Gempa Besar Hancurkan Situs Bersejarah di Kathmandu

Ekspedisi Jawadwipa

Persis 10 tahun lalu, tepatnya 25 April 2015 gempa besar mengguncang wilayah Kathmandu, Nepal. Gempa awal, yang tercatat berkekuatan momen 7,8, terjadi sesaat sebelum tengah hari waktu setempat (sekitar 06:11 am Greenwich Mean Time). Episentrumnya sekitar 21 mil (34 km) Lamjung dan 48 mil (77 km) barat laut Kathmandu, dan fokusnya berada 9,3 mil (sekitar 15 km) di bawah tanah. Dua gempa susulan besar, dengan kekuatan 6,6 dan 6,7, mengguncang wilayah tersebut dalam waktu satu hari setelah gempa utama, dan beberapa gempa susulan yang lebih kecil terjadi di wilayah tersebut selama hari-hari berikutnya. 

Gempa tersebut merupakan gempa dengan kekuatan yang cukup dahsyat karena menewaskan 17.000 orang, getarannya  juga terasa di negara tetangga India, Cina, Pakistan hingga ke Bangladesh.

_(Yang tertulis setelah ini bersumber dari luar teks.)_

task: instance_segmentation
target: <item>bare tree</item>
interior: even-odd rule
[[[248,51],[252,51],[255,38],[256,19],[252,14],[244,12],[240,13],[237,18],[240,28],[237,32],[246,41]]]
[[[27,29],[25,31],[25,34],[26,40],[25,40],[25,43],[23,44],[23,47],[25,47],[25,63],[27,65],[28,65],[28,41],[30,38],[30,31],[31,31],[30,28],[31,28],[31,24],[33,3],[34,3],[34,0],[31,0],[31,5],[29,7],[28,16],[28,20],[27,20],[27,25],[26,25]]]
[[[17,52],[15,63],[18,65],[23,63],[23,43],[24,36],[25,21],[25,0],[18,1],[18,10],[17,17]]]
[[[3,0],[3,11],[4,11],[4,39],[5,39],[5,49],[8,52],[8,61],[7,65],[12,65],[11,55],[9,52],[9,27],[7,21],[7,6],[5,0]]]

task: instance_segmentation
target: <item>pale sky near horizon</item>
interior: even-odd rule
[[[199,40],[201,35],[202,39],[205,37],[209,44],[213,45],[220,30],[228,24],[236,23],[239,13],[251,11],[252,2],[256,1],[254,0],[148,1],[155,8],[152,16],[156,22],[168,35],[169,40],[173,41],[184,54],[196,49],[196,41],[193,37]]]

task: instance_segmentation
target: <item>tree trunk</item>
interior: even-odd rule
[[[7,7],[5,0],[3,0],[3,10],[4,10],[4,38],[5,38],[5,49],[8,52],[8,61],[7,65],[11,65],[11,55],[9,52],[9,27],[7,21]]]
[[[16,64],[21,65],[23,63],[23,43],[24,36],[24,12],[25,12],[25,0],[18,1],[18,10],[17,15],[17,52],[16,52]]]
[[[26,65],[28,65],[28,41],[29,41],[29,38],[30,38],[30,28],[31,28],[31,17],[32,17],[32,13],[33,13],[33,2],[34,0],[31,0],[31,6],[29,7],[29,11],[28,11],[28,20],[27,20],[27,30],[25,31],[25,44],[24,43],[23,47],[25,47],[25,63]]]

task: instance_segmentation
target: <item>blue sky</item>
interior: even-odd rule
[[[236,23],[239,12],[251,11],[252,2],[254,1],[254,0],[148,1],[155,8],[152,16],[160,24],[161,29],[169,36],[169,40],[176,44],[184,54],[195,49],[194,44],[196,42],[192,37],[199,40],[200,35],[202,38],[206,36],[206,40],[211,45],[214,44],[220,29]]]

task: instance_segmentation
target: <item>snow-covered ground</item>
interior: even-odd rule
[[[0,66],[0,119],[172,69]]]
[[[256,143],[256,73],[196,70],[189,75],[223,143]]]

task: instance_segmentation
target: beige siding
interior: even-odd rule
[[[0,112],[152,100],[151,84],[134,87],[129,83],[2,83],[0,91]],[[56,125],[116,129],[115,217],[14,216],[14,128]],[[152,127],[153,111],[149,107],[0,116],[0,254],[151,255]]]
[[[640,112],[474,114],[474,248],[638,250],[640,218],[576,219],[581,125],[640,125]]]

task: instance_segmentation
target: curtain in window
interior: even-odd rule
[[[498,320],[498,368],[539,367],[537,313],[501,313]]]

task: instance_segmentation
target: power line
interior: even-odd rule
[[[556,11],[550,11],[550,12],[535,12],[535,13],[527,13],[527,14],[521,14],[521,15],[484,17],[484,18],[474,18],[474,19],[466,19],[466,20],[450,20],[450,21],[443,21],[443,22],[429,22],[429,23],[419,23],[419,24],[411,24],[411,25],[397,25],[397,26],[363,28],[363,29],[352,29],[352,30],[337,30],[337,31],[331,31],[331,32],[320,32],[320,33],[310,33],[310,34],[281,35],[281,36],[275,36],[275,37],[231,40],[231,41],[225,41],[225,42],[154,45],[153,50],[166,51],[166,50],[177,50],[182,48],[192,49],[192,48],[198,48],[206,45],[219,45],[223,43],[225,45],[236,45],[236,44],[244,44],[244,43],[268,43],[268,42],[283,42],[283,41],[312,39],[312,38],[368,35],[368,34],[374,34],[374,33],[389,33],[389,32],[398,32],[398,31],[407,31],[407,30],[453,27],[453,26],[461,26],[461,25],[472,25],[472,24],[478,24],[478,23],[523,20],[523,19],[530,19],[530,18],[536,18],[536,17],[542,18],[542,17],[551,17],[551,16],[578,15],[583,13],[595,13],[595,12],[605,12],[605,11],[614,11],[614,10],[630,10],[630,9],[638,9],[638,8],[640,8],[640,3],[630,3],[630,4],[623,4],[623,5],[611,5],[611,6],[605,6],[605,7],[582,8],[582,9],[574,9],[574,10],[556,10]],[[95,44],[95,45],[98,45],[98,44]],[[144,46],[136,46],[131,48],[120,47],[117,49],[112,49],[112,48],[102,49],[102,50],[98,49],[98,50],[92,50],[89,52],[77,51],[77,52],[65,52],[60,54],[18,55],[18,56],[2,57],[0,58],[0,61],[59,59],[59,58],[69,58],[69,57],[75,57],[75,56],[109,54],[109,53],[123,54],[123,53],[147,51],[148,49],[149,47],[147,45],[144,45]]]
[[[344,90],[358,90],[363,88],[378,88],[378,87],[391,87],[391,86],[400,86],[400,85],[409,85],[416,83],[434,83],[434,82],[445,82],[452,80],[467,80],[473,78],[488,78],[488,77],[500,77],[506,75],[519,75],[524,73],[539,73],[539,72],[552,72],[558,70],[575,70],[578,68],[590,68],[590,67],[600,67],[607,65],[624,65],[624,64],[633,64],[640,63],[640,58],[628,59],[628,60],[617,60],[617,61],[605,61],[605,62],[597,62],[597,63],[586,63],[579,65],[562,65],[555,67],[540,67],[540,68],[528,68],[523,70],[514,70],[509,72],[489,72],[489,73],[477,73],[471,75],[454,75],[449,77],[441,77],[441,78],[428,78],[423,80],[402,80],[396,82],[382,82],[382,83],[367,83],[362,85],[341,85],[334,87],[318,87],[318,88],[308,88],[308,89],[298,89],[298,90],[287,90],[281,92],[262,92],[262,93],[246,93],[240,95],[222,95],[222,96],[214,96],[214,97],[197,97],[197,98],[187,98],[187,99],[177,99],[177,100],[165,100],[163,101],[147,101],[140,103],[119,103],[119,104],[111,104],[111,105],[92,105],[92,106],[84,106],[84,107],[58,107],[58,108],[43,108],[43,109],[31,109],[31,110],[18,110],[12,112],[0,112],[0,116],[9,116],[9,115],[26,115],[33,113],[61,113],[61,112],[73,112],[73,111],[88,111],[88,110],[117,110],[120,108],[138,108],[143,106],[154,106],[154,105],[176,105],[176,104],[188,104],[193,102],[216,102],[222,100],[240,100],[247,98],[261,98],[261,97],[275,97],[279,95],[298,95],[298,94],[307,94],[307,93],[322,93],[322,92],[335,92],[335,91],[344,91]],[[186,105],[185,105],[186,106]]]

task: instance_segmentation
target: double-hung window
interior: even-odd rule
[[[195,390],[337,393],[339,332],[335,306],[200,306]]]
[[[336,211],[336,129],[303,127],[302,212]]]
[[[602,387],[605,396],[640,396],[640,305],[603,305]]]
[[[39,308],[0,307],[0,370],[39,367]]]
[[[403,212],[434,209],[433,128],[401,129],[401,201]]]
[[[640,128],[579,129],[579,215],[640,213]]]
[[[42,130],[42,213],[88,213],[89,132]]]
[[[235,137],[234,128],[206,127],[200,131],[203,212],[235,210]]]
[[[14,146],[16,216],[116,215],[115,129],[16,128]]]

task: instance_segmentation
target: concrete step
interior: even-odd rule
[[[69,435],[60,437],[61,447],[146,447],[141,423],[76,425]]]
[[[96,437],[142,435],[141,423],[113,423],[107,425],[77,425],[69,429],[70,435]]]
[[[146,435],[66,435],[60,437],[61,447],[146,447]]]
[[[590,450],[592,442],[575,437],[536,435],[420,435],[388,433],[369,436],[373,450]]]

Di Pegunungan Everest longsoran es terjadi hingga menjebak lebih dari 200 pendaki.

Gempa di Nepal sebenarnya hal yang sangat tidak asing terjadi. Hal ini karena Nepal merupakan salah satu daerah seismik paling aktif di dunia. Gunung-gunung yang ada merupakan konsekuensi dari lempeng tektonik India yang berada di Asia Tengah (lempeng tektonik Eurasia). Kedua lempeng besar tersebut bergerak sekitar 4-5cm per tahun.

Menariknya gempa besar yang terjadi di tahun 2015 ini bukan hanya menewaskan manusia namun juga meruntuhkan situs-situs bersejarah di Nepal. Menara Dharahara misalnya, bangunan tersebut hancur akibat goncangan yang begitu dahsyat yang terjadi 2015 dan tahun 1934.

Gempa Besar Hancurkan Situs Bersejarah di Kathmandu

Selain itu banyak pula situs-situs bersejarah lain yang mengalami kerusakan parah akibat gempa besar ini, yakni Durbar Square of Hanuman Dhoka, Patan dan Bhaktapur, stupa Buddha Swayambhu dan Bauddhanath, kuil Hindu Pashupati dan Changu Narayan. Sangat disayangkan situs-situs tersebut runtuh karena bangunan-bangunan di Nepal mempunyai peranan penting dalam sejarah peradaban negeri tersebut..

gempa besar
Gedung dharahara setelah terkena gempa besar

“Monumen-monumen ini bukan museum atau bangunan yang dihias dengan indah, tetapi tempat-tempat khusus di bumi tempat orang-orang biasa dapat menjangkau dan berkomunikasi dengan para dewi dan dewa pembimbing mereka,” kata Robin Coningham, seorang arkeolog di Universitas Durham dan direktur penggalian di Lumbini. “Secara harfiah, monumen-monumen ini adalah portal tempat surga menyentuh bumi dan merupakan titik pusat kehidupan jutaan orang setiap hari, setiap minggu, dan setiap bulan.”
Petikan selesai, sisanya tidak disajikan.